Le fonds de commerce de Ciper, c’est l’enquête. Le site internet tourne avec deux ou trois sujets mis en ligne – gratuitement – chaque semaine. Chaque reportage est le fruit d’un travail d’équipe, d’un, de deux, voire même de trois mois. Le genre de sujets qui fait trembler les gouvernants et marquent les Chiliens. Le premier fait d’armes ? Avoir réussi à prouver l’irrégularité d’un appel d’offres d’Etat pour la gestion des registres civils et entraîné la démission et l’inculpation de sommités. Plus récemment, une vaste enquête sur les minutes qui ont suivi le tremblement de terre de février 2010 a mis en cause les organismes de surveillance (Onemi et Shoa) dans la gestion de la crise et le manque de réactivité quant au tsunami qui a suivi. Des fautes lourdes qui auraient pu être évitées et ainsi sauver des centaines de vies humaines.

  • “On ne veut pas être dans la dénonciation. Ce qui nous importe ce n’est pas de dire “Ils ont fait ça” ou “Ils ont violé la loi” mais d’expliquer comment ils ont fait, de trouver le système. On ne fait la chasse à personne, on limite les qualificatifs. Des faits, c’est tout.”

Le modèle fonctionne. Chaque semaine, 20000 lecteurs viennent découvrir les sujets de Ciper. Les livres publiés par le petit organe de presse s’arrachent. Le dernier, sur Karadima, un prêtre pédophile, vient d’être réédité. Pour Mónica González, c’est une satisfaction. Mais elle ne court pas après la gloire. “Ici, même si les papiers sont signés, on ne fait pas de bataille d’ego.”
S’arrêter, elle n’y pense pas. Ralentir, peut-être un peu quand même.
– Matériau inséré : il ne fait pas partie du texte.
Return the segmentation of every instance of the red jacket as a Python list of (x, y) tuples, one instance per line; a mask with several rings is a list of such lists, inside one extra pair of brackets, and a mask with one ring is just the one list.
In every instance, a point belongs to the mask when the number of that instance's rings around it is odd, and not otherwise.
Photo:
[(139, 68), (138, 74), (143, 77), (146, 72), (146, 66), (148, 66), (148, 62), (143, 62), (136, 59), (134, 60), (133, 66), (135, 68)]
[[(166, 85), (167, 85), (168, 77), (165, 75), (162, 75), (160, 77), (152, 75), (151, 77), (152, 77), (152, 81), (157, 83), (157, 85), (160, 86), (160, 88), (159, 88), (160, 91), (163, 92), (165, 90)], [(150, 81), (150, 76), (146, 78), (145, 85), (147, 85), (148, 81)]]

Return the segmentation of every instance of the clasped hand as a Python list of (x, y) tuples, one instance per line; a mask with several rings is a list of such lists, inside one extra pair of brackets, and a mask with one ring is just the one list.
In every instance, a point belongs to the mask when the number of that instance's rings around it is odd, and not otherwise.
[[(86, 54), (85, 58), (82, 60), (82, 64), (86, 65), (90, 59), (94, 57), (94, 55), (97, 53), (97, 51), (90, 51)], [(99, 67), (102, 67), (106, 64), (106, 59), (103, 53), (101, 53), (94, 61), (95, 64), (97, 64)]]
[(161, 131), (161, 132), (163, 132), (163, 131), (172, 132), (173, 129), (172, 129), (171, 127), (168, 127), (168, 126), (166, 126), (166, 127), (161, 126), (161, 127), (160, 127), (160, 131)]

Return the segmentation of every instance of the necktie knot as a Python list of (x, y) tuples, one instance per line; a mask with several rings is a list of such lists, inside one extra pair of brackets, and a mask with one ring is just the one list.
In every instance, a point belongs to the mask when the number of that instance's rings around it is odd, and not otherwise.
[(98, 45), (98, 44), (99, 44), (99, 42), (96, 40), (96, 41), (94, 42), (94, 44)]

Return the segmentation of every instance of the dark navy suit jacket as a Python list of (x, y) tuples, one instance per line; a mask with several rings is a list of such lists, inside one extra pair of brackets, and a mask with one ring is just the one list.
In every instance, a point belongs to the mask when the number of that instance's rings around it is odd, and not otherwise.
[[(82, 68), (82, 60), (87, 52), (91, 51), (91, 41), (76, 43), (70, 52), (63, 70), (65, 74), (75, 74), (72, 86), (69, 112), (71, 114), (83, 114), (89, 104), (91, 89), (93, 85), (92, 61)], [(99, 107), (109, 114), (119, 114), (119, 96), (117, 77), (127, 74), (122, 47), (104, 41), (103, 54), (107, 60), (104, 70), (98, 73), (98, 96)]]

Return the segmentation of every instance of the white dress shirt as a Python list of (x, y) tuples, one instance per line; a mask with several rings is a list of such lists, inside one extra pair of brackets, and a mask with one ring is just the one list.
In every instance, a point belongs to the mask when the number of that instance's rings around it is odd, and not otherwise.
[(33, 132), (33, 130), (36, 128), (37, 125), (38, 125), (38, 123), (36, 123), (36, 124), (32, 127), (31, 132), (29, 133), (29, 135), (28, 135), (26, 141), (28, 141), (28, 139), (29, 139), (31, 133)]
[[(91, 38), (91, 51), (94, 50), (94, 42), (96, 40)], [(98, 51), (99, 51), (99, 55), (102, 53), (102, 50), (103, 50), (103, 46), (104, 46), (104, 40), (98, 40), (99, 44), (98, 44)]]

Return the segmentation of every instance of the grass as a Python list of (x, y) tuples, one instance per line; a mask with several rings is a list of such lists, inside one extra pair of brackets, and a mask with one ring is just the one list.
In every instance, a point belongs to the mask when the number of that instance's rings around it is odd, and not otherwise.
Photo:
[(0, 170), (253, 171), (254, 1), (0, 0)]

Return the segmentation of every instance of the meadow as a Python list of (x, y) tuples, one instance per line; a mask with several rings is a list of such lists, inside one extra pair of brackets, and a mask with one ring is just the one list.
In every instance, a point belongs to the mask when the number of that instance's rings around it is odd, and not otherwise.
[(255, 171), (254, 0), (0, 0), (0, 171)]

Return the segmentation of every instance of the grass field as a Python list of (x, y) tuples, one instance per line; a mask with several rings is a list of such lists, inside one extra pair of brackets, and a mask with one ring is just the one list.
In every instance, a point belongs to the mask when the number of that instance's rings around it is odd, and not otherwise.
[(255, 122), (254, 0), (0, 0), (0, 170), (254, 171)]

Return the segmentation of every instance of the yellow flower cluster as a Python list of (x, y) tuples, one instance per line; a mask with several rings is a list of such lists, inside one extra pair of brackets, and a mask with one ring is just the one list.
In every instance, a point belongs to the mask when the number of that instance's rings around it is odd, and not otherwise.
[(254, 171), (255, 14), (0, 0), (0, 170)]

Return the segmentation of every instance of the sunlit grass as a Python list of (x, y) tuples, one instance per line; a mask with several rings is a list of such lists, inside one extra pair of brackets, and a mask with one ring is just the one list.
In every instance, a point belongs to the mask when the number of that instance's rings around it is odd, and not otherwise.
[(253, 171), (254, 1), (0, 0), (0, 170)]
En marge de son activité à Ciper, elle forme aussi des journalistes sud-américains au travail d’enquête. “Finalement, je dois à la dictature d’être journaliste”, sourit-elle en allumant une nouvelle cigarette.
Elle jette un coup d’œil sur une cage à oiseau posé sur son bureau. A l’intérieur, une figurine représentant Pinochet est enfermée. La cage est verrouillée par un cadenas. “C’est un cadeau que l’on m’a fait pour que je puisse, moi, l’enfermer.” Le bonhomme en tenue militaire fait face au mur. Il a tout de même était bougé en 2011 : à chaque manifestation étudiante, Mónica González mettait la cage prêt de la fenêtre : “Pour que Pinochet voit que, malgré tout ce qu’il a fait, ça ne s’arrête pas.” Elle le prouve au quotidien.